'Superboy' comes crashing back to Earth
Friday, May 18, 2001 VICTORIA BUTTON
If the definition of good publicity is making the front cover of Time magazine, then the absolute reverse probably looks something like the one-paragraph mention Richard Li Tzar-kai received recently.
Last April he appeared on the cover and was referred to as the "Superboy" with a "spanking new empire" after Asia's biggest takeover outside Japan - Pacific Century CyberWorks' merger with Cable & Wireless HKT.
Then, almost exactly a year later, came the paragraph in a column listing "People to Watch in International Business".
"Li, 34, had much more to explain recently than his company's US$886 million [HK$6.91 billion] loss during 2000. For instance, why did he claim to be a 1987 Stanford graduate when he had spent only three years there? . . . The Stanford admission may have made credibility as big a problem for Li as profitability."
The market analysts who made him their darling had also started muttering about the company's need for reform and a lack of management depth.
There was speculation that big-name executives would be hired as line managers - a move the company in effect said was possible yesterday.
Mr Li is not having a much easier time of it at the hands of Time's stablemate publication Fortune.
To be fair, Mr Li was invited to the Fortune Global Forum last week and cameras relaying proceedings to the media dwelt on his cheerful chats to corporate types before the first session.
However, he was notably absent from a later session, called Next Generation Leaders Look Ahead, which included James Murdoch, the chairman and chief executive of Star TV, and Jeffrey Koo Jnr, president and chief operating officer of Chinatrust Commercial Bank.

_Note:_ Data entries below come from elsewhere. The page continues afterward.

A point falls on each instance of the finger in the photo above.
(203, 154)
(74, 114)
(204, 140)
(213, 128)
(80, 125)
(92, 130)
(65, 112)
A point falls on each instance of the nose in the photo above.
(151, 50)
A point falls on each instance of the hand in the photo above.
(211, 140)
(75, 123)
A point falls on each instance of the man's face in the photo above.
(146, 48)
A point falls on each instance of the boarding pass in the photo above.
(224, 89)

Mr Li was also not one of the 25 rising stars profiled in the magazine. Instead, Hanson Cheah, 36, founder of AsiaTech Ventures, was picked to represent Hong Kong.
A year ago, Mr Li seemed to have something approaching a perfect life - beautiful women, respect for having emerged from his father's shadow, even a TV in his shower.

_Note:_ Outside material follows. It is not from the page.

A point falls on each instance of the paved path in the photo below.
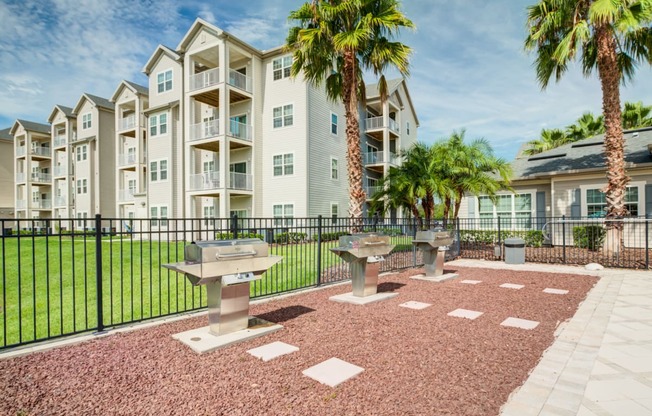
(601, 362)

When he was up, there seemed to be an unusually large number of people in the dotcom world who suddenly decided they too should buzz-cut their hair, wear chinos and abandon their ties.
The media made much of the mansion he was building at Shek O, his luxury apartment, his work ethic, his nickname in the Chinese press of "Golden Bachelor" and his flash lifestyle.
Roll the tape forward and you can see the crowd at the Rugby Sevens backing the call when, on the big screen, a message along these lines appears amid the birthday greetings: "Richard Li, where's my money?"
Pacific Century CyberWorks' share price has tumbled to a fraction of its former glory - and you could almost hear the knives being sharpened as it fell. If you invested your fortune in the company at its peak of $28.50 a share early last year, you would now be sitting on a pile less than one-tenth the size.
When the Stanford scandal broke, the world's media jumped all over the story. Pacific Century CyberWorks' history of fastidiousness at detecting errors - perceived and real - in coverage did not help, as the media pointed out with delight that Mr Li had never bothered to correct the claim he had graduated from Stanford.
The resonance of the story was based on more than the age-old delight in seeing the mighty fall - or at least stumble. It came to symbolise the bursting of the Internet bubble itself.